What that won’t stop is friends who do have WiFi Sense turned on from sharing your password with the various thieves and murderers in their own Facebook contacts in the event they manually entered it into their PC. There is a convoluted means of preventing this, but it’s ridiculous that Microsoft don’t offer an option within Windows 10’s own WiFI Sense settings, to be honest. Let’s hope there’ll be an update to tighten up controls.

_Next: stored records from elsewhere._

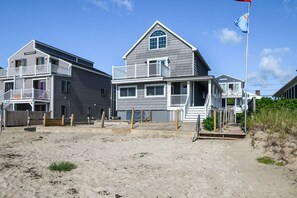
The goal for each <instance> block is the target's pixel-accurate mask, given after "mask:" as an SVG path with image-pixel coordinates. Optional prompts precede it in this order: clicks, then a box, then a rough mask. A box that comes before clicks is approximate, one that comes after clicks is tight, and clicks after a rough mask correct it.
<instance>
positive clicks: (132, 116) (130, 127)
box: [130, 108, 134, 129]
mask: <svg viewBox="0 0 297 198" xmlns="http://www.w3.org/2000/svg"><path fill="white" fill-rule="evenodd" d="M133 125H134V108H133V109H132V115H131V122H130V129H133Z"/></svg>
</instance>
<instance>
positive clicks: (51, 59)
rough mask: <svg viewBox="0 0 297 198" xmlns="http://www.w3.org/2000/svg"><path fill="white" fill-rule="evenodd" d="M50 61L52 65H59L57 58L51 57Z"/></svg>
mask: <svg viewBox="0 0 297 198" xmlns="http://www.w3.org/2000/svg"><path fill="white" fill-rule="evenodd" d="M50 62H51V63H52V64H53V65H59V60H57V59H53V58H51V59H50Z"/></svg>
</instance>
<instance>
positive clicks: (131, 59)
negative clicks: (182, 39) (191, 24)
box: [127, 25, 193, 77]
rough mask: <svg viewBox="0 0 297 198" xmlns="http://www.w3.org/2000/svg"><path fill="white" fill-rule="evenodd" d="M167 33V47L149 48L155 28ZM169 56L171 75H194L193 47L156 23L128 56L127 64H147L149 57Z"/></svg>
mask: <svg viewBox="0 0 297 198" xmlns="http://www.w3.org/2000/svg"><path fill="white" fill-rule="evenodd" d="M159 29H161V30H163V31H164V32H166V34H167V48H166V49H156V50H149V36H150V34H151V33H152V32H154V31H155V30H159ZM161 57H168V58H169V60H170V63H169V67H170V70H171V77H177V76H191V75H193V64H192V63H193V61H192V60H193V59H192V49H191V48H190V47H189V46H188V45H186V44H185V43H183V42H182V41H181V40H179V39H178V38H177V37H175V36H174V35H172V34H170V33H169V32H167V31H166V30H165V29H163V28H162V27H161V26H159V25H156V27H154V28H153V29H152V31H151V32H149V33H148V34H147V36H146V37H145V38H144V39H143V40H142V41H141V42H140V43H139V44H138V45H137V46H136V47H135V48H134V49H133V50H132V51H131V53H130V54H128V56H127V65H133V64H135V63H136V64H145V62H146V61H147V59H152V58H161Z"/></svg>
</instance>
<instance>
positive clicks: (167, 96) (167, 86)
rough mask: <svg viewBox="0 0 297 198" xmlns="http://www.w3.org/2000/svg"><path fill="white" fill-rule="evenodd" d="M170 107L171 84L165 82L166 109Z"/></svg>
mask: <svg viewBox="0 0 297 198" xmlns="http://www.w3.org/2000/svg"><path fill="white" fill-rule="evenodd" d="M170 106H171V82H167V107H170Z"/></svg>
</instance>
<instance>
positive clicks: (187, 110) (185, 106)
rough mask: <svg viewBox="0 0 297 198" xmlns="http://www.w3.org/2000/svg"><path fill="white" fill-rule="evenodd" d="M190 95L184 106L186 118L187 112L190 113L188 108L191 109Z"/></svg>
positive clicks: (188, 108)
mask: <svg viewBox="0 0 297 198" xmlns="http://www.w3.org/2000/svg"><path fill="white" fill-rule="evenodd" d="M189 98H190V96H188V97H187V99H186V103H185V106H184V107H183V110H184V112H185V113H184V120H185V119H186V116H187V113H188V109H189V106H190V99H189Z"/></svg>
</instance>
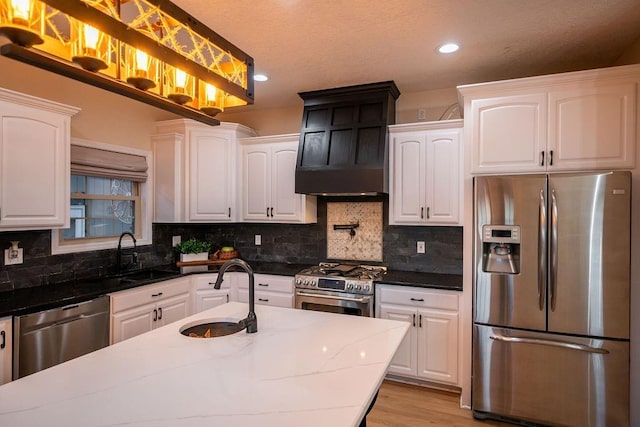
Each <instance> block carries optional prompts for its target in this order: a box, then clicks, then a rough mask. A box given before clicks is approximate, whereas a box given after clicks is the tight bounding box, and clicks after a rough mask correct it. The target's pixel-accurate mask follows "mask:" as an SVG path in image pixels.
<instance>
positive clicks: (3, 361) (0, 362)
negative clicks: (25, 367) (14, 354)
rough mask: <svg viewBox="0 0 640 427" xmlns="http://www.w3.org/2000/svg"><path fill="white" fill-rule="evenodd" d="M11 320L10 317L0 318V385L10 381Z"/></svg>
mask: <svg viewBox="0 0 640 427" xmlns="http://www.w3.org/2000/svg"><path fill="white" fill-rule="evenodd" d="M12 332H13V322H12V318H11V317H3V318H1V319H0V385H2V384H6V383H8V382H9V381H11V369H12V365H11V363H12V358H13V353H12V351H13V350H12V343H13V338H12V337H13V333H12Z"/></svg>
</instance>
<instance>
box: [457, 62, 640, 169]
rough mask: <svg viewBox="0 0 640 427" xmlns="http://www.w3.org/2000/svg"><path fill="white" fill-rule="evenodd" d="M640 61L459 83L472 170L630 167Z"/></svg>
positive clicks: (634, 160) (634, 123) (632, 142)
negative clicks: (636, 62)
mask: <svg viewBox="0 0 640 427" xmlns="http://www.w3.org/2000/svg"><path fill="white" fill-rule="evenodd" d="M639 83H640V66H638V65H629V66H623V67H611V68H604V69H599V70H587V71H578V72H573V73H564V74H555V75H549V76H540V77H530V78H524V79H515V80H509V81H501V82H493V83H483V84H474V85H467V86H459V87H458V90H459V92H460V94H461V95H462V96H463V98H464V114H465V134H466V138H467V139H468V144H469V150H470V153H471V172H472V173H476V174H483V173H521V172H553V171H573V170H585V169H630V168H633V167H634V165H635V143H636V125H637V123H636V122H637V102H638V101H637V99H638V98H637V96H638V95H637V92H638V84H639Z"/></svg>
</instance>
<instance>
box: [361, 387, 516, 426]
mask: <svg viewBox="0 0 640 427" xmlns="http://www.w3.org/2000/svg"><path fill="white" fill-rule="evenodd" d="M422 426H428V427H433V426H447V427H449V426H457V427H468V426H475V427H482V426H485V427H487V426H510V427H513V426H512V425H511V424H506V423H501V422H497V421H477V420H474V419H473V415H472V414H471V411H470V410H468V409H462V408H460V396H459V395H458V394H456V393H450V392H446V391H439V390H434V389H429V388H426V387H420V386H414V385H409V384H403V383H399V382H395V381H389V380H385V381H384V382H383V383H382V386H381V387H380V393H379V394H378V400H377V401H376V403H375V405H374V406H373V409H372V410H371V412H370V413H369V415H368V416H367V427H422Z"/></svg>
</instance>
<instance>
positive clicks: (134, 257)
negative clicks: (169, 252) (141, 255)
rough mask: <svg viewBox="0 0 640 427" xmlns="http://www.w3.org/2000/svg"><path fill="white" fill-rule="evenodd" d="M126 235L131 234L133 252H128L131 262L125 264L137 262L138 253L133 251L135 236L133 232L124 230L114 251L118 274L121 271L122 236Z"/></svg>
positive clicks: (119, 272) (137, 260) (136, 262)
mask: <svg viewBox="0 0 640 427" xmlns="http://www.w3.org/2000/svg"><path fill="white" fill-rule="evenodd" d="M127 235H129V236H131V238H132V239H133V252H131V254H130V255H131V262H130V263H129V264H127V266H129V265H131V264H137V263H138V253H137V252H135V250H136V238H135V236H134V235H133V234H131V233H129V232H128V231H125V232H124V233H122V234H121V235H120V239H118V250H117V252H116V273H117V274H120V273H121V272H122V238H123V237H124V236H127Z"/></svg>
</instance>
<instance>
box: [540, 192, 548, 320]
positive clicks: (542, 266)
mask: <svg viewBox="0 0 640 427" xmlns="http://www.w3.org/2000/svg"><path fill="white" fill-rule="evenodd" d="M539 208H540V210H539V214H538V215H539V216H538V308H539V309H540V311H542V310H543V309H544V290H545V277H546V271H547V257H546V253H547V209H546V208H547V201H546V200H545V196H544V189H541V190H540V206H539Z"/></svg>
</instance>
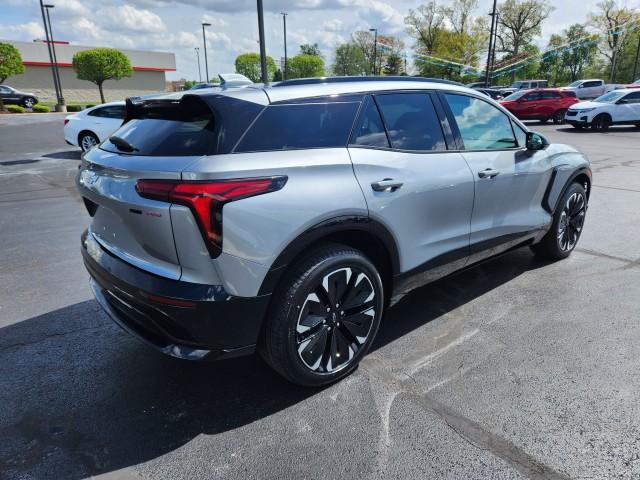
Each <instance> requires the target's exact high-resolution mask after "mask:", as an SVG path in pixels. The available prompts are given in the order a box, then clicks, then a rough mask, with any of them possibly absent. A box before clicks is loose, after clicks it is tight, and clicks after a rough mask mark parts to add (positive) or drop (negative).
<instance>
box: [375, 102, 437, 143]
mask: <svg viewBox="0 0 640 480" xmlns="http://www.w3.org/2000/svg"><path fill="white" fill-rule="evenodd" d="M376 102H377V104H378V106H379V107H380V111H381V112H382V117H383V120H384V123H385V126H386V127H387V132H388V133H389V140H390V142H391V146H392V147H393V148H396V149H399V150H417V151H425V150H426V151H434V150H446V149H447V145H446V143H445V141H444V136H443V134H442V127H441V126H440V119H439V118H438V116H437V114H436V112H435V109H434V108H433V103H432V102H431V98H430V97H429V96H428V95H427V94H424V93H398V94H385V95H378V96H377V97H376Z"/></svg>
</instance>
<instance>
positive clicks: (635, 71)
mask: <svg viewBox="0 0 640 480" xmlns="http://www.w3.org/2000/svg"><path fill="white" fill-rule="evenodd" d="M638 57H640V35H638V48H637V49H636V60H635V62H633V75H632V76H631V81H632V82H635V81H636V80H637V78H636V73H637V72H638Z"/></svg>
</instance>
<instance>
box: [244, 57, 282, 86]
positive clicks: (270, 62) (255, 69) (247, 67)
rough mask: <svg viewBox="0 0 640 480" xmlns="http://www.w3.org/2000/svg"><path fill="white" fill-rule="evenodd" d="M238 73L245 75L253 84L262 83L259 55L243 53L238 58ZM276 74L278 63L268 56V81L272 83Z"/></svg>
mask: <svg viewBox="0 0 640 480" xmlns="http://www.w3.org/2000/svg"><path fill="white" fill-rule="evenodd" d="M236 73H240V74H241V75H244V76H245V77H247V78H248V79H249V80H251V81H252V82H256V83H259V82H261V81H262V70H261V67H260V54H259V53H243V54H242V55H238V56H237V57H236ZM275 73H276V62H274V61H273V58H271V57H270V56H268V55H267V80H269V81H272V80H273V76H274V75H275Z"/></svg>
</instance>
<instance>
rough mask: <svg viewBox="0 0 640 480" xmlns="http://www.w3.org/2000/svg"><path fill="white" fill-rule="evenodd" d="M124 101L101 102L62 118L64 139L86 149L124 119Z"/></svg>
mask: <svg viewBox="0 0 640 480" xmlns="http://www.w3.org/2000/svg"><path fill="white" fill-rule="evenodd" d="M124 116H125V102H111V103H103V104H102V105H98V106H96V107H91V108H87V109H86V110H83V111H81V112H78V113H74V114H73V115H69V116H67V117H66V118H65V119H64V139H65V140H66V142H67V143H68V144H69V145H76V146H78V147H80V148H81V149H82V150H83V151H85V152H86V151H87V150H89V149H91V148H93V147H95V146H96V145H98V144H99V143H100V142H102V141H103V140H104V139H105V138H108V137H109V136H110V135H111V134H112V133H113V132H115V131H116V130H117V129H118V128H119V127H120V125H122V122H123V120H124Z"/></svg>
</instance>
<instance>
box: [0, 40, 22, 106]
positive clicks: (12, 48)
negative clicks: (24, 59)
mask: <svg viewBox="0 0 640 480" xmlns="http://www.w3.org/2000/svg"><path fill="white" fill-rule="evenodd" d="M21 73H24V65H23V64H22V56H21V55H20V51H19V50H18V49H17V48H16V47H14V46H13V45H10V44H8V43H0V84H1V83H4V82H5V80H6V79H7V78H9V77H11V76H13V75H20V74H21ZM2 110H4V102H3V101H2V98H0V111H2Z"/></svg>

Here’s what you need to do for now, anyway: add ‘_optout’ to the end of your wifi network’s SSID/name. You’ll need to fiddle with your router settings for that, so refer to its manual if you don’t know how. Once that’s done, your friends’ Windows 10 devices won’t then share your network on with anyone else, regardless of WiFI Sense settings. You can also request that they uncheck the ‘Share network with my contacts’ box when they’re entering your password, but that requires both memory and trust.
Conversely, this official FAQ will tell you how to use WiFi Sense if all this sounds jolly hockeysticks to you.
Of course, Windows 10 isn’t actually released until tomorrow, so all is subject to change. However, the build available to anyone via Windows Insider is the one released to manufacturers, so WiFi Sense in its current form is a finished feature rather than a buggy one. We’ll just have to see if Microsoft update it as a result of the current web-wide palaver.